You sit on your bed in your room.
You randomly glance at the clock, barely noticing the numbers on it.
Now you've already forgotten what it said, but think it was probably around 4AM.
Which would mean it's about an hour ago you finally got your mother, drunk as FUCK, to go to bed.
You sigh as your sister took your dog to her bed, so you can't even find any comfort in cuddling up with him.
Suddenly, your heart beats a bit faster as, out of nowhere, your brain decides to remember things you've done up until now, embarrassing things that make you squirm in the mental pain it causes you.
You decide the only way to clear them off is by counterattacking it; hurting yourself.
As you are a bit beat, you don't have the powers for bashing your own head against the wall. Or pulling on your own hair. So you decide to cut.
First thing you do is finding a blade. You don't have any obtainable razors, so when this happens, you gotta improvise. You find a small pair of scissors. Somehow they seem sharp enough.
Next you grab your headphones, thinking about all the people having asked you: "Why do you use those? Why not just some earphones?" And you always returning with: "Because I don't just hear music - I listen to it."
You unlock your iPod and put the complete list of all your Nirvana songs on shuffle.
You pull up your trouser leg.
You get ready to slashing your own leg - having very long time ago decided to only cut your legs, as you don't want anybody to know of your nasty, disgusting secret, feeling that everyone will call you an attention whore and wannabe.
You then feel sorta guilty for thinking that people will even care enough about you to do so.

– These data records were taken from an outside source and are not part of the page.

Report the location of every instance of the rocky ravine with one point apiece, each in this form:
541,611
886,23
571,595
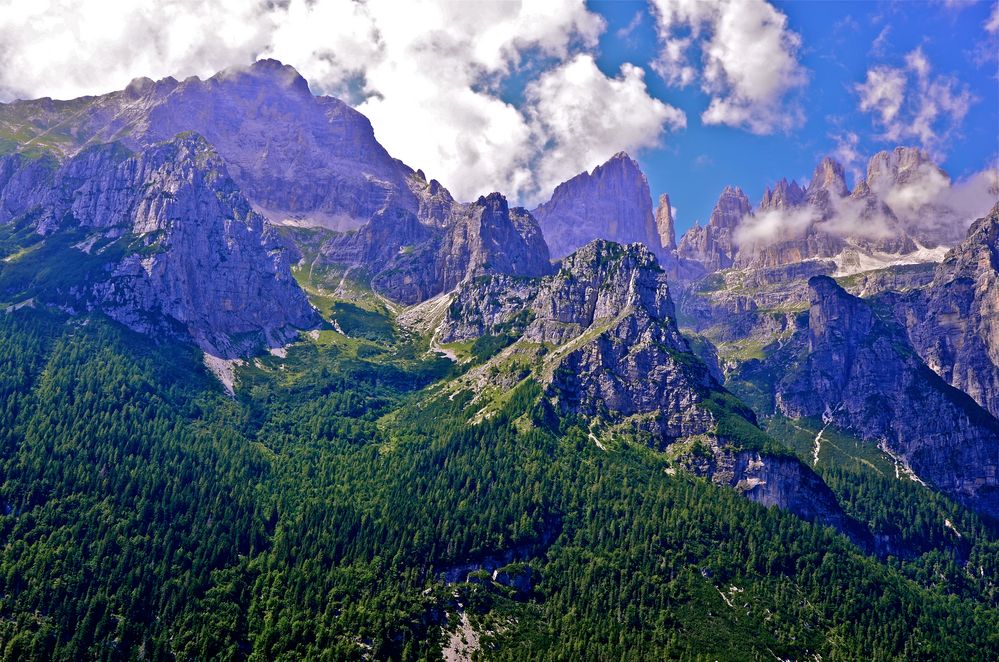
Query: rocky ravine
954,322
603,337
857,369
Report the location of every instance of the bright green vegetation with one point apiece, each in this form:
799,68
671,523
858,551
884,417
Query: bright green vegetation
147,516
933,539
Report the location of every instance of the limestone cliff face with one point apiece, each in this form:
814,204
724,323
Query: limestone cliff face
859,371
665,225
954,322
613,202
413,261
184,249
613,354
295,156
713,245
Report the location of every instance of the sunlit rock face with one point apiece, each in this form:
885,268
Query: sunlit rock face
613,202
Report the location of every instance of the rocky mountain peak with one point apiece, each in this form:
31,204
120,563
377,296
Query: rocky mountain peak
730,209
784,195
834,315
713,245
612,202
830,177
664,223
900,166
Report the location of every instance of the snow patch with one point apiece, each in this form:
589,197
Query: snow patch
855,260
224,370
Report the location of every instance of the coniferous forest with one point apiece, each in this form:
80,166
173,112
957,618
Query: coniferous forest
317,514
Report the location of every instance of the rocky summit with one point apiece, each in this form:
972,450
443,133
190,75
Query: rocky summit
270,393
612,202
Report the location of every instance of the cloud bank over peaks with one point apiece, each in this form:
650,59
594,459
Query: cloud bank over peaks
909,102
429,74
749,60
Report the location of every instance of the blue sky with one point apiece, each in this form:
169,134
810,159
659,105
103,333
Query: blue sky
837,48
501,95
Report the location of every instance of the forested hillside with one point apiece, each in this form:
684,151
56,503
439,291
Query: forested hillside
319,513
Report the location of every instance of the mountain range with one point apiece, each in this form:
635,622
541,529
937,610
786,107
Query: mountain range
801,354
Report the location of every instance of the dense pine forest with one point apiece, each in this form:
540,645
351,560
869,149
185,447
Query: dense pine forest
319,513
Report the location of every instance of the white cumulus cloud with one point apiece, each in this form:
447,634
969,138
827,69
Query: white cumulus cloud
431,75
749,60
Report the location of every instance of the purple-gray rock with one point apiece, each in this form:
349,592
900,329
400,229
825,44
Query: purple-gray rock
192,252
612,202
859,371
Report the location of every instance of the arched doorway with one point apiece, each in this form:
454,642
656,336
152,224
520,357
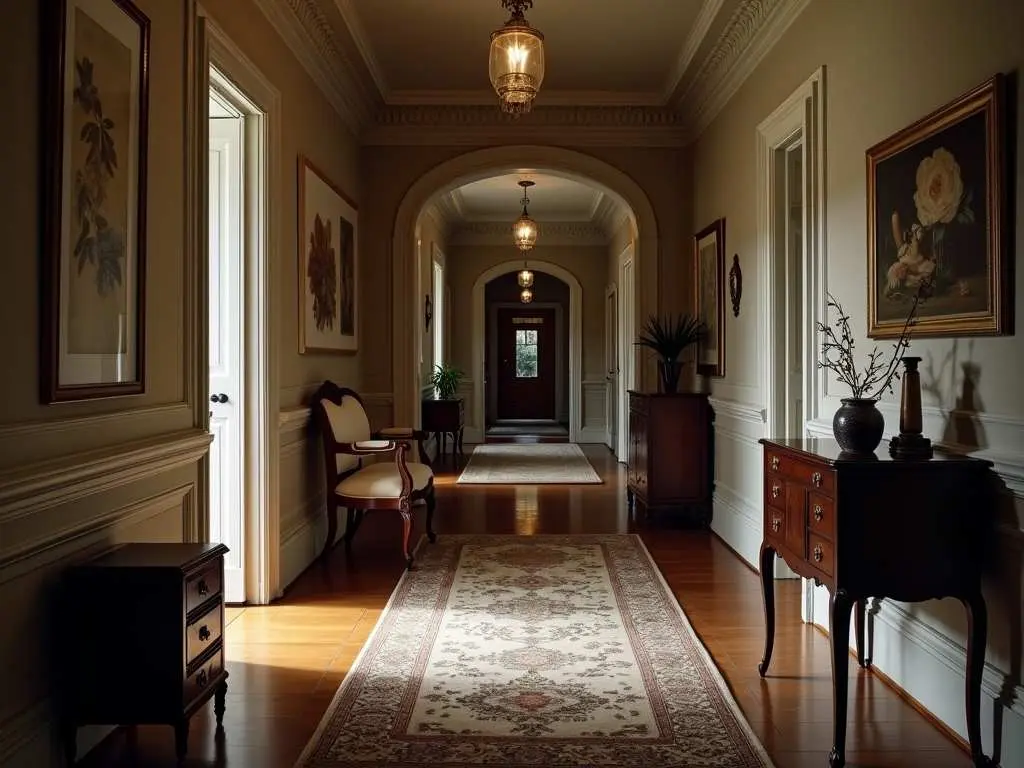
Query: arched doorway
480,164
576,340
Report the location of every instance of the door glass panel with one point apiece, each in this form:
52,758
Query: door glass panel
525,354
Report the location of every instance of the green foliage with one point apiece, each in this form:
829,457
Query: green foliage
670,336
445,381
97,243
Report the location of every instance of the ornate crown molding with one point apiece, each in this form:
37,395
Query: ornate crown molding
549,233
308,34
469,124
752,31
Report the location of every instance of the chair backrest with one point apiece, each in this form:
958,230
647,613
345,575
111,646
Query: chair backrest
341,418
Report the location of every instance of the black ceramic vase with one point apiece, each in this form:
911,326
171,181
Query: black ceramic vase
669,371
858,425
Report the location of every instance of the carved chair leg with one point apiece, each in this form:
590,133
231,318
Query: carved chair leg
407,529
431,502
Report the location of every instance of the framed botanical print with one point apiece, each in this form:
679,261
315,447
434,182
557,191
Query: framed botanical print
94,142
709,281
328,251
937,216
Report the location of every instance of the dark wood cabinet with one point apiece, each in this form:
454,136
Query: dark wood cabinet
144,638
670,466
878,527
444,418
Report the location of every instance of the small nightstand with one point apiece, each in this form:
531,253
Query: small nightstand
144,638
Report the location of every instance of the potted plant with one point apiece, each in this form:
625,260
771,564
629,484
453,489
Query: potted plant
669,337
858,424
445,381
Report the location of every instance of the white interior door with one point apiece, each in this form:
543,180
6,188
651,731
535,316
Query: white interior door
627,352
226,414
611,368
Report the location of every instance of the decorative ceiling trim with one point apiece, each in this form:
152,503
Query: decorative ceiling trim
642,126
751,33
351,18
307,33
706,17
549,233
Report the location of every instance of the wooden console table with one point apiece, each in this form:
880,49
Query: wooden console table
443,418
908,530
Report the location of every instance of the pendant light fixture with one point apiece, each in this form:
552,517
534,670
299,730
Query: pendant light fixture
516,66
524,228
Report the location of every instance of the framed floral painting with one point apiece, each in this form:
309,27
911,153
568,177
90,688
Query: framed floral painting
94,141
328,266
937,215
709,281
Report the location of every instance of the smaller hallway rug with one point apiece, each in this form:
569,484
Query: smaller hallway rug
557,651
528,464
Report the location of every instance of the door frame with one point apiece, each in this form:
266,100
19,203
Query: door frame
474,432
491,392
800,118
211,47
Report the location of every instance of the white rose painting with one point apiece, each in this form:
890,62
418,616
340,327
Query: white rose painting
936,221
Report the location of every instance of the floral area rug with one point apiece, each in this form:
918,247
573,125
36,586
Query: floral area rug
560,651
528,464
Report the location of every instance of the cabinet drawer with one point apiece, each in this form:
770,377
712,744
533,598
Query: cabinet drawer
821,554
202,585
821,515
203,633
816,476
203,677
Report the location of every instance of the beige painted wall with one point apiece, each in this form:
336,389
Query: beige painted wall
888,64
388,172
124,495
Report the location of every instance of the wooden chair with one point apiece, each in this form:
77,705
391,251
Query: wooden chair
368,471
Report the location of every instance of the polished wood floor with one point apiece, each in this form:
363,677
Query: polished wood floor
286,660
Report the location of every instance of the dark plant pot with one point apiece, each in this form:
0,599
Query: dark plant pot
669,373
858,426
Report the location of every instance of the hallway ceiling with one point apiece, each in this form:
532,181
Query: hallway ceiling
615,51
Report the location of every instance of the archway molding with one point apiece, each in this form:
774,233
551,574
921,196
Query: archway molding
475,431
475,165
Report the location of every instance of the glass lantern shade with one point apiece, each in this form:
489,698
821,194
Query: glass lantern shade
516,65
524,232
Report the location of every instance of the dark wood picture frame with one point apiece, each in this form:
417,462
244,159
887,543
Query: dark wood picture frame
93,165
937,209
709,298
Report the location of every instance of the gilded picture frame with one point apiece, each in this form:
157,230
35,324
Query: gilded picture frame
95,77
709,283
937,214
328,260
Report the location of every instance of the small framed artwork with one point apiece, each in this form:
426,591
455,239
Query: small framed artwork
95,113
937,217
328,265
709,259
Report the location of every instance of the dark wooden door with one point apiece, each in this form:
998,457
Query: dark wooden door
526,378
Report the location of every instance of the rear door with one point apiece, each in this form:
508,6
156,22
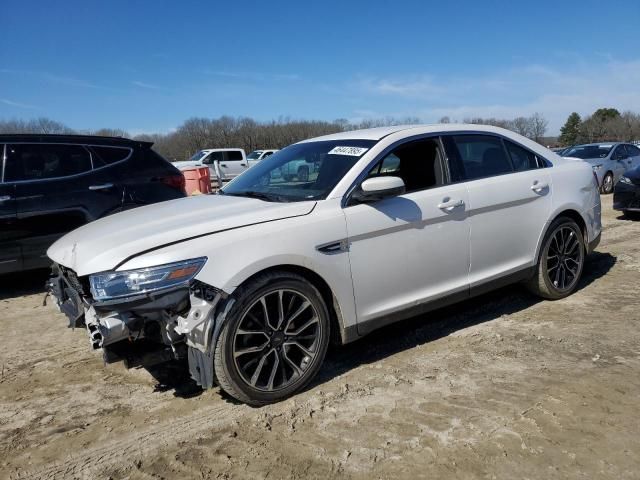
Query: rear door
10,256
55,193
410,249
233,164
634,155
509,203
620,162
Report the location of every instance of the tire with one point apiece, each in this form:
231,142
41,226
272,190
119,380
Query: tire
548,281
607,183
303,174
262,356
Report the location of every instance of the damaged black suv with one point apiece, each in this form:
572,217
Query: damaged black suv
52,184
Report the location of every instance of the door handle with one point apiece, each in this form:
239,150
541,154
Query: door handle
104,186
539,186
450,204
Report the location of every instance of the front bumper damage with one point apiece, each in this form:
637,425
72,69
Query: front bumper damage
179,324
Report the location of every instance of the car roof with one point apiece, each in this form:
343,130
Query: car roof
221,149
380,132
598,144
57,138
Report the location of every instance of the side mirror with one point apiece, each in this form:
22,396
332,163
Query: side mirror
377,188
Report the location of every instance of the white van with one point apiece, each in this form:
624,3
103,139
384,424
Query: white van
223,163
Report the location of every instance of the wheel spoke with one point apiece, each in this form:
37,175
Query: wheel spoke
305,350
256,349
274,371
258,371
292,364
302,308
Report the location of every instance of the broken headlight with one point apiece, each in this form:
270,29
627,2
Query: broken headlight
129,283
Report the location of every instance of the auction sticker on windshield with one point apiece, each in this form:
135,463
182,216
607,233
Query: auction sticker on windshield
351,151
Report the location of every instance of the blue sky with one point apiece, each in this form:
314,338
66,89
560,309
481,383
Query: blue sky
147,66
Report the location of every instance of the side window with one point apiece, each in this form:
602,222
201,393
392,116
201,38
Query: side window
418,163
480,156
619,153
43,161
632,150
103,156
521,158
234,155
213,157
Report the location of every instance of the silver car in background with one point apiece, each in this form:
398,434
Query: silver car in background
609,160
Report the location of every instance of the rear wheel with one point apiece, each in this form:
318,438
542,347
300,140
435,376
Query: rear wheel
561,261
274,341
607,183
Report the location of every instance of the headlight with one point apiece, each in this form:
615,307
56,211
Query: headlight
624,179
128,283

You start thinking about why anyone would ever care about a helpless, sickening fucker like you in the first place.
By now you notice blood slowly starting to trickle down your leg.
You realise you forgot to get something to wipe it off with.
You look around your room and take one of the nearby, randomly discarded clothings on the floor - making sure it's black so it won't have any visible blood stains.
You dab the cut gently before once again putting the blade to your leg.
You slowly start having an almost euphoric feeling, simply by being in the midst of Kurt Cobain's beautiful lyrics and the knowledge of what you're doing as of now.
When you feel you have 'revenged' on yourself enough, you hide the scissors, grab your pillow and slowly crawl back to bed, hissing at the cold air hitting your wounds.
As you lie in a fetal position, tugging on your fresh wounds, you fall asleep in a stage between sadness and pleasantry.
You wake up the next morning, stretching.
You make a minor flinch at the sudden sting you feel.
You smile to yourself in the knowledge, that until these wounds have healed up, you will feel only physical pain - not mental. That these marks, for that long, will be your secret symbol of having repented, at least a little, for earlier mistakes.
You brush a hand over your wounds, thinking about how to get out of P.E. this week.